On rencontre ici et là une robe ou plutôt une chemise de nuit, mais qui diffère de celle d'Amal Kenawy. Ce vêtement illuminé, décoré de perles, sensuel, peut en quelque sorte être la clé vers l'univers de l'artiste. Il s'agit d'une recherche philosophique du monde spirituel. Toute l'œuvre est une quête dans cette mutation du monde réel, de cette présence organique, vers le monde de la fiction, du spirituel, ouvert à l'infini. Ces êtres suspendus de différentes manières, harcelés par des attaques de tout genre, ne sont que des corps en état de transfiguration. Car, pour Shady Al-Noshokaty, la mort n'est qu'une autre face de la vie. Ainsi, il multiplie les dessins où le corps tantôt muni d'ailes d'insectes, tantôt suspendu, est tiré par un cordon ombilical. Dans une autre série de tableaux, on peut déceler la conception de l'artiste qui pense son œuvre toujours en état de mouvement : l'homme est dans une position horizontale dans un premier tableau, puis rétrécit en prenant différentes formes d'organes humains ou d'espèces végétales.
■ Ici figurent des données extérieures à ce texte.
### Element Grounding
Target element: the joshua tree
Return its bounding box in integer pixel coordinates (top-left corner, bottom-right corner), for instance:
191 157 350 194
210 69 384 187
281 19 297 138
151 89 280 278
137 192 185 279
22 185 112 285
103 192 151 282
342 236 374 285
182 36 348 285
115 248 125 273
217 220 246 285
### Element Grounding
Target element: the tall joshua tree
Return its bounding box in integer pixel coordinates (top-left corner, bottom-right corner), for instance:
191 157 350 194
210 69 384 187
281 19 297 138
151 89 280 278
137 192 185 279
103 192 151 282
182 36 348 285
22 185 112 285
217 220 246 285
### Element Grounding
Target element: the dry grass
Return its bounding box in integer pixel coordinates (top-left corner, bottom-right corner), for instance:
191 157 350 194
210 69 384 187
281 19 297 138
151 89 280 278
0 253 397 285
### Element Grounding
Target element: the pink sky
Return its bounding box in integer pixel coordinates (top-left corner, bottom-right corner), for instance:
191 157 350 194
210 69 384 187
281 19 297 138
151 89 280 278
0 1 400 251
En insistant sur le dessin, et surtout figuratif, Shady Al-Noshokaty a réussi à rendre la dynamique du mouvement par les techniques les plus simples.
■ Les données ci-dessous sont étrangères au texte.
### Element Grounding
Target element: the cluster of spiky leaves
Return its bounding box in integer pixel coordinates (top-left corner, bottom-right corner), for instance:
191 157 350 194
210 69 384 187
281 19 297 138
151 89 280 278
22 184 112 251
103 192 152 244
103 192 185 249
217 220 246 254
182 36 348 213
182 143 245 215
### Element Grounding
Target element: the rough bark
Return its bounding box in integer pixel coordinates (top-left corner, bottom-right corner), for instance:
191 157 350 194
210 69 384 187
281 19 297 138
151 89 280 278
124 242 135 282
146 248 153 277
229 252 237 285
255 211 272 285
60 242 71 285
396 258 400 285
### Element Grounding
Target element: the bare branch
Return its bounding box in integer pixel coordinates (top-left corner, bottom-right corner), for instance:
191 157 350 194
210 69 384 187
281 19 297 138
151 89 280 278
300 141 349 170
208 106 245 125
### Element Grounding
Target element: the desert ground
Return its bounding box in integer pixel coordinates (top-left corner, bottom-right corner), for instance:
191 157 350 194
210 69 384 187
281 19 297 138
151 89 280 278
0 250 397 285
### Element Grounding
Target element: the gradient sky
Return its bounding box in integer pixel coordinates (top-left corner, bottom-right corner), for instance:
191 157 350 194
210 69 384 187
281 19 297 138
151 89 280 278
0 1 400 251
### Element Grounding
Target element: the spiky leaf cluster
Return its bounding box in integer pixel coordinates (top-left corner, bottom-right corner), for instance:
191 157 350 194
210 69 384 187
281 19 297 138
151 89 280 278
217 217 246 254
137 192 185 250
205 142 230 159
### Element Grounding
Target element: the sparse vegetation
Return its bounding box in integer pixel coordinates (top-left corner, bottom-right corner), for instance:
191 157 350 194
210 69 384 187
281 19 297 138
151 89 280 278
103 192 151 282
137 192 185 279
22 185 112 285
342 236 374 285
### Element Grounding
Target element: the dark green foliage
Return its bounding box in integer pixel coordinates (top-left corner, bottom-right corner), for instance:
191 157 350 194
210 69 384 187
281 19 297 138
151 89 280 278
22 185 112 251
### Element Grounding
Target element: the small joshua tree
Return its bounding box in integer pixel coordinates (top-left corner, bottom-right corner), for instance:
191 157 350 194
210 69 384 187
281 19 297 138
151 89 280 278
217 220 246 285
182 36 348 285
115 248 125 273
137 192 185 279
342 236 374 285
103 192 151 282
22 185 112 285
Les trois artistes, si on peut les lier à un seul fil, plongent dans la banalité, dans le matérialisme du quotidien pour suggérer une voie salutaire. L'ironie de Dina Al-Gharib et son insistance dans de nombreux tableaux sur le signe de la sortie (Exit) avancent un constant rapport avec le monde extérieur. Tandis qu'Al-Noshokaty et Kenawy empruntent les détails d'un monde physique comme un chemin vers le spirituel.

Dina Kabil

Jusqu'au 9 avril, à la galerie Townhouse, dessins et peintures de Shady Al-Noshokaty au Factory et à l'annexe. Collages de Dina Al-Gharib au premier étage, Le Voyage, installation d'Amal Kenawy. De 10h à 14h et de 18h à 21h. Tous les jours (sauf le vendredi). 10, rue Al-Nabaraoui, bifurcation de la rue Champollion, centre-ville.